Namibia, which attained independence in 1990, 10 years after Zimbabwe, had some catching up to do – and it did and has now overtaken Zimbabwe in all the political and economic indicators. Zimbabwe is stuck in political and economic ground zero while Namibia marches on.

Election observers said polls held under Pohamba’s leadership were free and fair. The Swapo government, because it has nothing to hide, was the first in Africa to embrace e-voting, doing so in last year’s general election.

Now contrast this with the perennially disputed elections in Zimbabwe, the last of which was in 2013 where a consolidated voters’ roll was denied to the opposition, not to mention the latest episode just two weeks ago when Vice-President Emmerson Mnangagwa brazenly intimidated villagers, saying: “Nobody comes to vote in the same manner death comes, for death you cannot build a fence to keep it out, but a person who votes we can tell if they are for us or not with us and those who are not ours we will fence them out.”
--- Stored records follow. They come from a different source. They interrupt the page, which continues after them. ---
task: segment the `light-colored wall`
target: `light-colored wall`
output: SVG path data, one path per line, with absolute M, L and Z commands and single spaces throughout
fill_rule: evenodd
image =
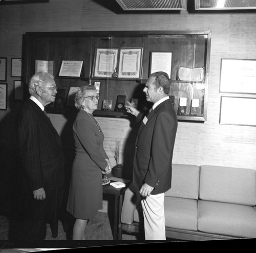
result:
M 10 95 L 13 80 L 17 79 L 10 77 L 11 58 L 22 57 L 22 35 L 26 32 L 210 30 L 207 121 L 203 124 L 179 122 L 173 162 L 256 169 L 256 127 L 219 124 L 221 96 L 231 95 L 219 92 L 221 59 L 256 59 L 255 24 L 255 13 L 196 14 L 182 11 L 180 13 L 119 14 L 112 11 L 111 6 L 105 8 L 98 4 L 97 0 L 50 0 L 48 4 L 1 6 L 0 57 L 8 57 L 6 82 Z M 256 117 L 254 108 L 250 109 L 251 117 Z M 0 119 L 10 110 L 0 111 Z M 51 114 L 51 118 L 61 133 L 66 119 L 60 114 Z M 125 119 L 98 120 L 105 133 L 105 147 L 114 164 L 110 147 L 116 140 L 122 145 L 125 143 L 131 130 L 130 122 Z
The regular infusion of new blood has reinvigorated, re-energised and rejuvenated Namibia along with Mozambique and Zambia. Competitive politics – whether within the party or outside the party – is healthy and beneficial. Zimbabwe has been a victim of closed politics. That is why the late General Vitalis Zvinavashe infamously said the Presidency was a “straitjacket” and he would not salute any winner who did not participate in the liberation war. It has been all about anointive politics, the latest beneficiary being First Lady Grace Mugabe who has risen to the top echelons of Zanu PF in record time.

That said, Pohamba’s demeanour itself has been most presidential; that is, befitting a President in that he has been a fair, just, progressive, unifying and calming factor, to the good fortune of the citizens, residents and visitors. Read the citation: “During the decade of his presidential mandate, he demonstrated sound and wise leadership. At the same time, he maintained his humility throughout his presidency.”

Well, humility is a scarce commodity in Zimbabwean politics. I do envy the Namibians. Could there be a better time to be Namibian and worse time to be Zimbabwean? One does not have to be a bully to be a giant in the political game – ask Pohamba. Congrats and goodbye, Pohamba!